On Monday morning, as I was approaching 7 weeks, Scott and I went back to the doctor's office. I had my third and final ultrasound. When I think about what happened, I'm always reminded of the scene in the ultrasound room. Knowing that I wouldn't be shown the screen, seeing the technician shake her head and tell me how sorry she was. They didn't make me sit in the waiting room with the pregnant women. Instead, I was shown right away to an exam room, where my doctor gently suggested a D&C.

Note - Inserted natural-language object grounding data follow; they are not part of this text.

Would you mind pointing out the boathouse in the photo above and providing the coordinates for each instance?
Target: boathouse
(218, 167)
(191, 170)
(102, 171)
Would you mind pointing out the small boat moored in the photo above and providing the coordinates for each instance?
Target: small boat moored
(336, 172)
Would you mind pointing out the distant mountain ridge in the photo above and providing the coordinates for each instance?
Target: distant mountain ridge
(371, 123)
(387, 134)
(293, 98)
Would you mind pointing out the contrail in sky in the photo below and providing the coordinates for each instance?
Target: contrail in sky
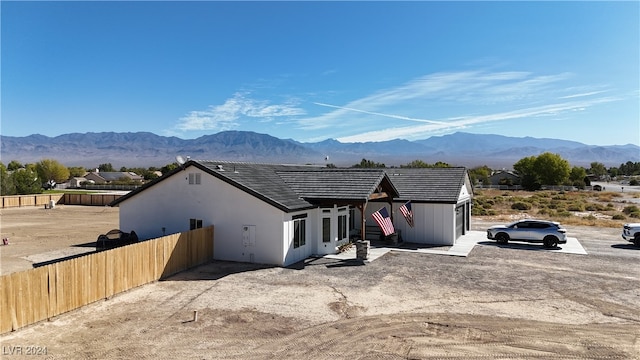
(385, 115)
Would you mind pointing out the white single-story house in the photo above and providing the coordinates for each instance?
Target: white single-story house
(441, 200)
(282, 214)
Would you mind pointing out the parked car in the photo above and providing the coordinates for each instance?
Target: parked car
(115, 238)
(549, 233)
(631, 233)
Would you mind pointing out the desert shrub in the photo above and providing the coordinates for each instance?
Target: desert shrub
(575, 207)
(520, 206)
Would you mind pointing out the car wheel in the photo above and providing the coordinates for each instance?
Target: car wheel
(502, 238)
(550, 241)
(636, 240)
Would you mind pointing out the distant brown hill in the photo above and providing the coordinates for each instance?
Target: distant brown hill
(148, 149)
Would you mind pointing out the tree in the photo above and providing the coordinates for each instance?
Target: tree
(545, 169)
(168, 168)
(480, 174)
(525, 168)
(49, 169)
(26, 181)
(77, 171)
(14, 165)
(552, 169)
(107, 167)
(577, 177)
(6, 183)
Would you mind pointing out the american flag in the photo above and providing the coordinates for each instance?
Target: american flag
(405, 209)
(384, 221)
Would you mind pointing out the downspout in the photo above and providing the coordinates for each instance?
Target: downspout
(363, 229)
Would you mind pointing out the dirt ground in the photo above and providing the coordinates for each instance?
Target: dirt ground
(514, 301)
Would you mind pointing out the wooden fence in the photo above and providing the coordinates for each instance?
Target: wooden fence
(44, 292)
(66, 199)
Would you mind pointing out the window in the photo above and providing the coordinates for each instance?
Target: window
(326, 229)
(342, 227)
(195, 224)
(299, 230)
(194, 178)
(352, 218)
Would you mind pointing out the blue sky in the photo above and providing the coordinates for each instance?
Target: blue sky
(309, 71)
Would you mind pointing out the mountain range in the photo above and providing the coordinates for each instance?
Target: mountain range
(144, 149)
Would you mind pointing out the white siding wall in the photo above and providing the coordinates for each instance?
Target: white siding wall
(172, 202)
(432, 223)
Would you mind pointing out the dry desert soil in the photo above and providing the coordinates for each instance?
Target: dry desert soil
(514, 301)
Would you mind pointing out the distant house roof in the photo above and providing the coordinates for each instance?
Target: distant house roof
(293, 187)
(116, 175)
(440, 185)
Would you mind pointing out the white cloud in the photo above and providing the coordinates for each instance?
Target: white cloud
(500, 95)
(227, 116)
(420, 131)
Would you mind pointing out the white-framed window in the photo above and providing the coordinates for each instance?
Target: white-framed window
(195, 178)
(299, 230)
(342, 227)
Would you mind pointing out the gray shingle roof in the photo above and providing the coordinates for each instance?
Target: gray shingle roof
(260, 180)
(344, 184)
(428, 184)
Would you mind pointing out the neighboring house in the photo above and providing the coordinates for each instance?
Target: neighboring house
(282, 214)
(503, 177)
(106, 177)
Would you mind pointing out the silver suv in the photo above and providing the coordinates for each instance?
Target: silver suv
(631, 232)
(549, 233)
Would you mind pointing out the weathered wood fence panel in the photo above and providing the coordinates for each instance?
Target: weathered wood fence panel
(29, 200)
(44, 292)
(63, 199)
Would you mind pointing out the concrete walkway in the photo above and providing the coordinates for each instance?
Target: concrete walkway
(462, 247)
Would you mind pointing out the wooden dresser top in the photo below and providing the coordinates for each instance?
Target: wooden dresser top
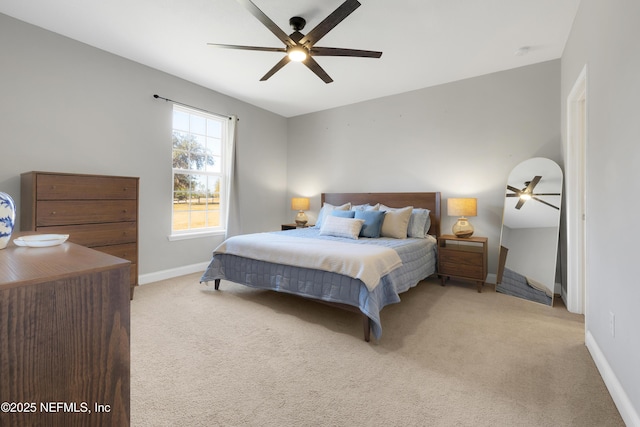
(21, 266)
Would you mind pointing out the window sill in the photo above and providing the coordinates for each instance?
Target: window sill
(195, 235)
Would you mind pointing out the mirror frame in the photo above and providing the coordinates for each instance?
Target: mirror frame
(529, 236)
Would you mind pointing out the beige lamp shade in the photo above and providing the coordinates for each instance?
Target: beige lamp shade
(300, 204)
(462, 208)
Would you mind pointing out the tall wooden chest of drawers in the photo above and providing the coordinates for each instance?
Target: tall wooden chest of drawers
(97, 211)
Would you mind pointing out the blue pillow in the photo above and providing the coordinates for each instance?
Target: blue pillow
(372, 223)
(343, 214)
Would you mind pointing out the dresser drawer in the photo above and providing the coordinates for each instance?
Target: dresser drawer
(92, 235)
(84, 212)
(78, 187)
(128, 251)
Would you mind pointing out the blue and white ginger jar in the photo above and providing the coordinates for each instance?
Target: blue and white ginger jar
(7, 218)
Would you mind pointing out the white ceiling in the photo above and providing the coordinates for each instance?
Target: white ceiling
(424, 42)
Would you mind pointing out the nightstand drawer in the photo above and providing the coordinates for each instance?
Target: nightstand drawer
(464, 258)
(462, 270)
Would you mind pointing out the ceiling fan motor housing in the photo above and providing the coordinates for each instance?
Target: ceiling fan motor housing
(297, 23)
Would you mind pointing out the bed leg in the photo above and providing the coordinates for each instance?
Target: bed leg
(366, 323)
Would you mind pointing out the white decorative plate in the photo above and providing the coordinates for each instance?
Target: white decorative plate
(41, 240)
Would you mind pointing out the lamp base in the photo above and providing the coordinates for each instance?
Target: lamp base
(301, 219)
(462, 228)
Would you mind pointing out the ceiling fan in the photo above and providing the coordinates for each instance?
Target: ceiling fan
(527, 193)
(300, 47)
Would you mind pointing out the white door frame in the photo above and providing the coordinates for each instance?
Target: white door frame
(576, 180)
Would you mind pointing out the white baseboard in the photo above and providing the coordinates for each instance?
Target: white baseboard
(625, 407)
(143, 279)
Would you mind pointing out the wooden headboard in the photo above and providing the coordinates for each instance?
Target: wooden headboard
(429, 201)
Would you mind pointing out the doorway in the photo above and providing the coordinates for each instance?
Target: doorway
(576, 201)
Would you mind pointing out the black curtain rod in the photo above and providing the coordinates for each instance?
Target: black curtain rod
(156, 96)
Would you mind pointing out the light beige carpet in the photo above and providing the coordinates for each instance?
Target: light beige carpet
(448, 356)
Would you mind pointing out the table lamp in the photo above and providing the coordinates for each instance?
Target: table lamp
(300, 204)
(462, 208)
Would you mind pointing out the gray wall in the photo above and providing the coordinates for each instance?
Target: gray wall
(68, 107)
(604, 36)
(461, 138)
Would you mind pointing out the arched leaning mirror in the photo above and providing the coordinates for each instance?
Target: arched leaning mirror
(530, 230)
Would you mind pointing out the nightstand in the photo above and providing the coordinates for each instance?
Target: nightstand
(293, 226)
(462, 258)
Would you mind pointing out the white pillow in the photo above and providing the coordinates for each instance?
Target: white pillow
(365, 207)
(341, 227)
(396, 222)
(326, 211)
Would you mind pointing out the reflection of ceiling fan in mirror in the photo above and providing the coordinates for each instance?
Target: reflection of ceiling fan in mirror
(300, 47)
(527, 193)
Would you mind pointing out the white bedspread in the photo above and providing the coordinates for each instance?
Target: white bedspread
(368, 263)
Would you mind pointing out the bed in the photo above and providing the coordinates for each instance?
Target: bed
(369, 272)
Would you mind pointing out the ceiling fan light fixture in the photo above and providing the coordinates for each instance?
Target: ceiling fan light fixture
(297, 53)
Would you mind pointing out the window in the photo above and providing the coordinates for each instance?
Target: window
(199, 172)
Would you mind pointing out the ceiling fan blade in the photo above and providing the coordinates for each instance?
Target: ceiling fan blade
(515, 190)
(536, 179)
(336, 51)
(344, 10)
(317, 69)
(264, 49)
(548, 204)
(267, 22)
(284, 61)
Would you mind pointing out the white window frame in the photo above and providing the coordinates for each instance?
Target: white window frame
(223, 176)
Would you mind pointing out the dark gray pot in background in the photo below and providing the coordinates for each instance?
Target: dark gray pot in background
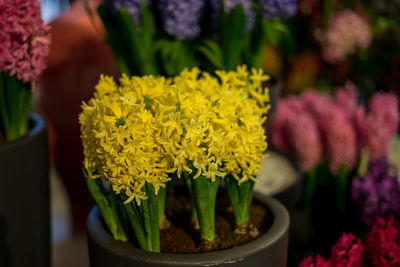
(269, 250)
(24, 199)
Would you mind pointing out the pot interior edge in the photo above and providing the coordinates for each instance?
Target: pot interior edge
(277, 231)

Tuesday, on the 24th, I had my D&C.

I couldn't help but remember that 2 years before (minus just a few days), I was in the same hospital, same doctor...but I was there for my c-section, to have my first baby. When I realized what was happening, I felt very sad at the circumstances.

It's been very difficult to pinpoint my emotions, so for now, I won't go into great detail. I've been trying to deal with the loss of my second child. Some people call it a mass of cells, too early for life to be considered a life...but that's not what I think. My child was my child from the very beginning. I had hopes and dreams. The promise of a future.

I've connected with some of my friends who have been down the same road, and having someone else to talk has given me an amazing source of hope and healing. Miscarriage is not something that people often discuss...and that saddens me. We're allowed to openly grieve the loss of family and friends...but something like this, it's often kept a secret. We can't have a memorial service or a funeral, I have no pictures other than ultrasounds and 2 belly photos...and yet, to me, this loss is just as real as any other death of a loved one.

Before now, only close family and friends have known about this...and we've appreciated the kind words and support that we've received. Thank you for everything, and we do hope, in the future, we'll be able to announce that we'll be adding onto our family.